We're soon through the gate across the track and we sneak over the broken-down drystone wall on our left to get a better view of Monsal Dale below us, where the river is surprisingly high given the lack of recent rain, and the iron age settlement of Fin Cop across. An archaeological dig has been taking place at Fin Cop which has lead to the discovery of bodies thrown into a ditch, an event reported in the national press and which may lead to a re-think about the use of these sites in ancient times.

Back to our peaceful walk where we can amble easily on the level hill-top track. Easy walking makes for easy talking but even we're amazed by how soon we reach the turn that takes us through the farmyard at Brushfield Hough.

There are cattle in a barn happily eating and mooing, and PC gets closer to take a photo. I, naturally, keep as far away as possible.

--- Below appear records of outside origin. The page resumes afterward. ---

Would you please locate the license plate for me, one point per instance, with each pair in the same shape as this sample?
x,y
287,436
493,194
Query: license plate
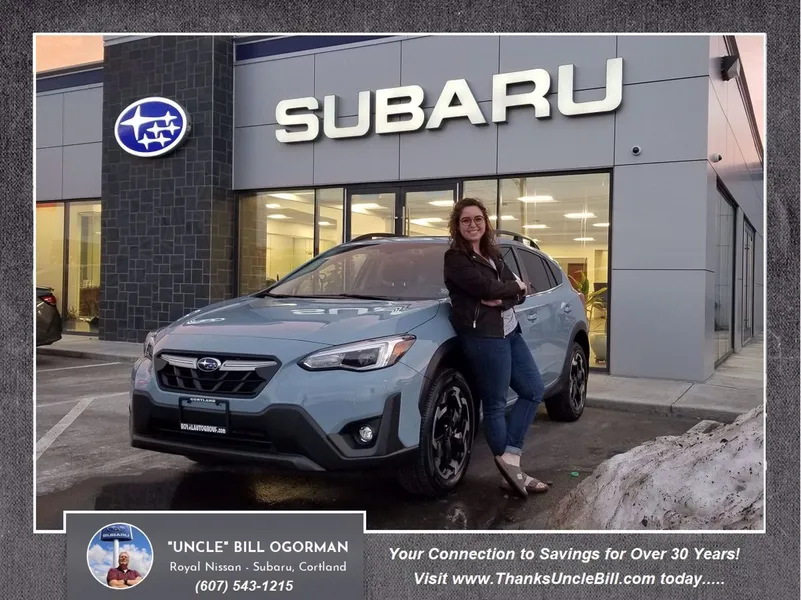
x,y
204,415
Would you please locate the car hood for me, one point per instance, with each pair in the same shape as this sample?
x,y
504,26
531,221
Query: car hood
x,y
322,321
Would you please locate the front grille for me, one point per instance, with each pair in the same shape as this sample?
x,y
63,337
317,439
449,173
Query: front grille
x,y
245,379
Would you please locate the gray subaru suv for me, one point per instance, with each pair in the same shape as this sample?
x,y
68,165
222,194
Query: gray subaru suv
x,y
350,362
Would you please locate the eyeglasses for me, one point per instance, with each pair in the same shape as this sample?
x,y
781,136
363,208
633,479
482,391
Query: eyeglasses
x,y
465,221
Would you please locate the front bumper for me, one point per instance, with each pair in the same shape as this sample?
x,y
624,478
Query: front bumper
x,y
282,435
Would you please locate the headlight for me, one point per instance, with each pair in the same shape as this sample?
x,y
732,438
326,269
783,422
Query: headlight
x,y
150,341
368,355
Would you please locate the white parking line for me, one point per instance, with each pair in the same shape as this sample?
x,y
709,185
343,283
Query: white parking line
x,y
52,435
77,367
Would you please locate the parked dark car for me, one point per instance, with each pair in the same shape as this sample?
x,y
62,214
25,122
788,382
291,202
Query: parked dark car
x,y
48,319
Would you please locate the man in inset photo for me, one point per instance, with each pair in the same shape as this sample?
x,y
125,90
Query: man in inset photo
x,y
122,576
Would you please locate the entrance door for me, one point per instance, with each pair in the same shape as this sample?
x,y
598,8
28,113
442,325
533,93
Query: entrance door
x,y
372,210
426,209
403,210
748,282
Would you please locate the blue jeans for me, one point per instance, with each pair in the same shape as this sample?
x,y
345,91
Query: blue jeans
x,y
498,364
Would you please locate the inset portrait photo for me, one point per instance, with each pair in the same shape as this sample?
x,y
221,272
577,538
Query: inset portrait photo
x,y
119,556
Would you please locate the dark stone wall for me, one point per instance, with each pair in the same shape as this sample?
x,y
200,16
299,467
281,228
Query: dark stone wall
x,y
168,223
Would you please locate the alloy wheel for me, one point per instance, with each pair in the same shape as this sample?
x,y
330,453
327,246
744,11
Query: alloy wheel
x,y
452,433
578,380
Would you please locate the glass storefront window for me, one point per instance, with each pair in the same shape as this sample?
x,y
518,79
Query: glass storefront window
x,y
427,212
372,213
82,302
276,232
568,217
487,191
50,248
331,217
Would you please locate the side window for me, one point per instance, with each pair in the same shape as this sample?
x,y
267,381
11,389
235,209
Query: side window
x,y
537,273
508,256
553,272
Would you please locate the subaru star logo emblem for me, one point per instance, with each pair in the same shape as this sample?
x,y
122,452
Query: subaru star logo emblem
x,y
208,364
151,127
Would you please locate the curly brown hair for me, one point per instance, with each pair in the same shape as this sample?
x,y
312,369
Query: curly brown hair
x,y
487,245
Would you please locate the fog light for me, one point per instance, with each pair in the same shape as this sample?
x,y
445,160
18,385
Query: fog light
x,y
365,434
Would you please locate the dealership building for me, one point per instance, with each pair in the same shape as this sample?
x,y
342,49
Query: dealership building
x,y
185,170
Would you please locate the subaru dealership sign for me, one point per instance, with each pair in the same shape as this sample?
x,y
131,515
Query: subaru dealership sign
x,y
456,100
119,531
151,127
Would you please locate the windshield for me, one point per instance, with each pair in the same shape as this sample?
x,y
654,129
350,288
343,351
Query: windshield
x,y
385,271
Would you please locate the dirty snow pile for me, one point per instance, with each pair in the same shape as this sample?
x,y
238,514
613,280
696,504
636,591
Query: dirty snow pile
x,y
708,478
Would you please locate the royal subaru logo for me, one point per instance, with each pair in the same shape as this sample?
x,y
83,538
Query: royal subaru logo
x,y
151,127
208,364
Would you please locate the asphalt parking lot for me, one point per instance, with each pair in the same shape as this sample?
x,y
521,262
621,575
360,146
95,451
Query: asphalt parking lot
x,y
84,462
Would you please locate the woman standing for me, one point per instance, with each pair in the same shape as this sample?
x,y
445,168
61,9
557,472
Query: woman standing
x,y
483,293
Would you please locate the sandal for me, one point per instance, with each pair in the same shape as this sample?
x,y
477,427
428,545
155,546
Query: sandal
x,y
513,475
535,486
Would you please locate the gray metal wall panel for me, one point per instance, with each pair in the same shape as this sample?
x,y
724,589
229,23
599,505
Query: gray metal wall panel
x,y
738,281
759,280
371,158
431,61
261,161
740,169
345,73
659,58
588,54
259,87
661,329
83,112
83,170
529,145
49,120
659,219
48,173
458,147
668,120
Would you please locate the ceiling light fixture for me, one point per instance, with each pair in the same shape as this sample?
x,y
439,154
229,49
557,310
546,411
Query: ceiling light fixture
x,y
536,199
427,222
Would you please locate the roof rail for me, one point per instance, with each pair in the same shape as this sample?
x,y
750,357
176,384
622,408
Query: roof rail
x,y
373,236
518,237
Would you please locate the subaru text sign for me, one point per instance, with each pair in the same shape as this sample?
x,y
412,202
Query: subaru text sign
x,y
118,531
456,100
151,127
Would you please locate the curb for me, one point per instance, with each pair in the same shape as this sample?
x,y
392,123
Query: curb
x,y
719,414
87,354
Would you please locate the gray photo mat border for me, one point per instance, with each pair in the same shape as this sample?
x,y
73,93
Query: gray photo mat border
x,y
769,563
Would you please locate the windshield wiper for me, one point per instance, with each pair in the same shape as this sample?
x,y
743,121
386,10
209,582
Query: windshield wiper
x,y
272,295
360,297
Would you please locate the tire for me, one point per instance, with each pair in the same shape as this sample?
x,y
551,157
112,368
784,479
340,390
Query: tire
x,y
568,405
455,428
208,461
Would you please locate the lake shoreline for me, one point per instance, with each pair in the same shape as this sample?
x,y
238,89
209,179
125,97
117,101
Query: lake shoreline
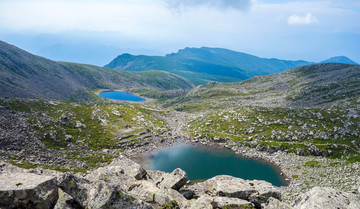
x,y
144,156
146,100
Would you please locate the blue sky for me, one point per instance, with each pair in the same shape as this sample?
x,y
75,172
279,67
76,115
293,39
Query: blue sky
x,y
284,29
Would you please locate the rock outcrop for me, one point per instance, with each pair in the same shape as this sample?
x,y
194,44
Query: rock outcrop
x,y
126,184
26,190
256,192
326,197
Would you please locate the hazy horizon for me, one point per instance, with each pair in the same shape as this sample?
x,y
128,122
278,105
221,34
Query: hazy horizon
x,y
95,32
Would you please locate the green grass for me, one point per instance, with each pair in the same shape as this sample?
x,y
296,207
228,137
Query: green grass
x,y
312,163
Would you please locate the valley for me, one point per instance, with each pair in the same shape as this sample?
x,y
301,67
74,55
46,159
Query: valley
x,y
305,121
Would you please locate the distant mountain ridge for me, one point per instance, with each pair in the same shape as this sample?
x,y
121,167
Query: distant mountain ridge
x,y
202,65
306,86
24,75
339,59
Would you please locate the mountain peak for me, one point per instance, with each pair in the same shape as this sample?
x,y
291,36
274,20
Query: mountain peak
x,y
339,59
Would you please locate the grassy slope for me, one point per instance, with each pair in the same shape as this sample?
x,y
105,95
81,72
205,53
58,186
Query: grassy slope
x,y
308,110
81,131
24,75
202,65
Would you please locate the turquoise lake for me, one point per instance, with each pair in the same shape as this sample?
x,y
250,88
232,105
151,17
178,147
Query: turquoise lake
x,y
202,163
119,95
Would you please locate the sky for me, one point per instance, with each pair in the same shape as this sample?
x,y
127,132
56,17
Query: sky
x,y
284,29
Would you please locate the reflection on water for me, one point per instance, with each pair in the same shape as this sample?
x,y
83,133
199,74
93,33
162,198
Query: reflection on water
x,y
119,95
201,163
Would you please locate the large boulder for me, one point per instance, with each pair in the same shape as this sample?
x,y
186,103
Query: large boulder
x,y
27,190
255,191
65,201
273,203
118,167
229,202
326,197
98,193
174,180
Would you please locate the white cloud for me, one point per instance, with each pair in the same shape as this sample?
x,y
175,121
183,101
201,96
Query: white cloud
x,y
221,4
302,20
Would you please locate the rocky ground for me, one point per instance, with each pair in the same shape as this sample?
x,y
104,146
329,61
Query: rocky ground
x,y
40,135
125,184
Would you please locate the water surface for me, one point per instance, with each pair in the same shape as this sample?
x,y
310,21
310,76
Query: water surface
x,y
119,95
201,163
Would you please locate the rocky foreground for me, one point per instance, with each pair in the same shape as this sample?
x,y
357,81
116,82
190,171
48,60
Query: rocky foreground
x,y
126,184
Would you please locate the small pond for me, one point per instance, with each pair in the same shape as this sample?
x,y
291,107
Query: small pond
x,y
119,95
202,163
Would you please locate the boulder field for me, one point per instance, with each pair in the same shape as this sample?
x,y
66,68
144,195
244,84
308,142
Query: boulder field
x,y
126,184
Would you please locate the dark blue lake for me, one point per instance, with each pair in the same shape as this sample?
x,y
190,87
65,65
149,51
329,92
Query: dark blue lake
x,y
119,95
202,163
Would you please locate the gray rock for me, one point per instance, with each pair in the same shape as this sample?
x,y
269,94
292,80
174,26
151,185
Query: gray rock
x,y
275,204
98,193
174,180
75,186
326,197
188,194
26,190
203,202
65,201
155,175
130,167
223,202
257,192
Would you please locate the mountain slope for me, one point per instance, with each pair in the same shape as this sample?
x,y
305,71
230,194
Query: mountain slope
x,y
339,59
25,75
307,86
201,65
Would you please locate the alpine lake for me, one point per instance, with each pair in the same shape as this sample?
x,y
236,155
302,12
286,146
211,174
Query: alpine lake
x,y
123,96
201,163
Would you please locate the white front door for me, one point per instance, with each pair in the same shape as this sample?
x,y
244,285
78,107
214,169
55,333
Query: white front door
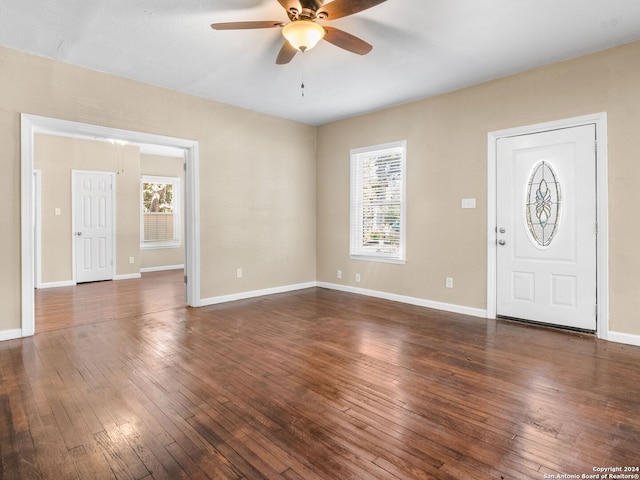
x,y
93,194
546,227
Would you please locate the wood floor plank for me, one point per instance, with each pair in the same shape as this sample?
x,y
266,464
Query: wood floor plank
x,y
122,381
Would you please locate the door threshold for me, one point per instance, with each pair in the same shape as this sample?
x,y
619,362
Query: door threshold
x,y
551,326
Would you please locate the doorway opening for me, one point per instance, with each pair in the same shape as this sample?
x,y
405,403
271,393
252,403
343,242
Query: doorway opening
x,y
32,125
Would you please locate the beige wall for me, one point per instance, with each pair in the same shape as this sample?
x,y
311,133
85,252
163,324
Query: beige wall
x,y
447,161
165,167
259,179
257,173
56,157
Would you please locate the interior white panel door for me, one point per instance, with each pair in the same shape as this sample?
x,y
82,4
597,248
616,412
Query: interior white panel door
x,y
93,226
547,227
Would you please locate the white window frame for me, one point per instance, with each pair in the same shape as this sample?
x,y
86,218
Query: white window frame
x,y
357,249
177,213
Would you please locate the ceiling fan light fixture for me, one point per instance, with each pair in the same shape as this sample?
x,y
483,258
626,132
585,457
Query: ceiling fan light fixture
x,y
303,34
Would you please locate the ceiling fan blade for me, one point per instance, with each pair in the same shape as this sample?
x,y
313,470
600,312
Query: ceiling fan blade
x,y
347,41
342,8
287,52
246,25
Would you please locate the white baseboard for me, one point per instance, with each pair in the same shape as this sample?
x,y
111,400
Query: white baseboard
x,y
255,293
627,338
10,334
129,276
421,302
66,283
161,269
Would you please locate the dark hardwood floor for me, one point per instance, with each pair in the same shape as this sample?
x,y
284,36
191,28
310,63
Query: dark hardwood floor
x,y
314,384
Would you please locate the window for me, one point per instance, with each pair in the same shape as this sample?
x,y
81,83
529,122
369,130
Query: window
x,y
378,202
160,216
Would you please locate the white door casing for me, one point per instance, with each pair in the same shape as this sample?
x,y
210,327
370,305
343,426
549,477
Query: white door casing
x,y
93,226
547,228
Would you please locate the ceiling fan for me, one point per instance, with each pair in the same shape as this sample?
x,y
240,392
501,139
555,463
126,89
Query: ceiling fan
x,y
303,33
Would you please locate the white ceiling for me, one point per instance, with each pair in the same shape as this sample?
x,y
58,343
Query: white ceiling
x,y
421,48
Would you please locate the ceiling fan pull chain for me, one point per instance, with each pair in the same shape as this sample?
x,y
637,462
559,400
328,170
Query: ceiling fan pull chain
x,y
302,69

A sharp left turn between two buildings, through a gate and we leave the farm behind. The path follows the farm track for a short distance before heading over a stile in the wall. For a change I'm struggling (with sciatica) as PC bounds over the stile like a graceful gazelle. (Well, perhaps not quite like a gazelle, but you get the picture.)

We've made such good time that we hunt out a place to sit for coffee, and park ourselves on a grassy stretch of the shrubby slope overlooking the A60. Except that it doesn't actually overlook the road as there are too many trees in the way (thankfully) and we can hardly hear any traffic either. We're surrounded by birds, flowers, trees and industrious insects including some small black and white striped bees.

By now the sun has come out and as we sit with our coffee we fetch out the sunglasses too. It's too good a place to move from, so we natter (exams, education, dreams, Prof Brian Cox - not necessarily in that order and not, I hasten to add, related to each other in any way!) and soon we realise that it's actually time for lunch.

Out come the sandwiches and the buns. These are apple and cinnamon muffins from BBs - currently considered to be the best muffins ever, though we're open to suggestions and tastings for other contenders. With the last of the coffee finished we make ourselves comfortable, lay back and soak up the sun whilst allowing our conversation to ramble on, and on, and on.

It would be very easy to stay here and snooze in the afternoon calm, but eventually we manage to drag ourselves upwards and onwards - or downwards as it's all downhill from here.

We enter the woods and sweet perfume of bluebells rises up to greet us. We see great swathes of them beneath the trees and risk injury from low branches as we push through the undergrowth for a better view and some photos before getting back on track.

By this time we're talking books and literature - what an enlightening day we're having!

At the bottom of the hill we turn left to follow the river. There are often cattle grazing here but fortunately (for me) there are none today. We pause to look at the half buried remains of an old water wheel, but detour to avoid a fisherman who doesn't seem to be having much success. The river is clear and tranquil and PC spots a trout in the shallows - a long way from the angler.

We startle a moorhen in a tree - yes, honest - and pause to admire the shy peach-coloured geums growing prolifically in clumps and marsh marigolds in the middle of the river.

We cross over the river at the footbridge beneath the weir, but not before pausing to admire the spectacular water cascading over it. Then it's the start of the slow uphill climb towards Monsal Head. In the woods there are more bluebells, geums and sinister green arums.

By the time we reach the top there are plenty of people about. We don't stop though, we spent too long earlier and now we have to get going.

We don't walk in the White Peak as often as the Dark Peak, but maybe we're missing something. Today the flowers have been so special - and the cows have been behind fences!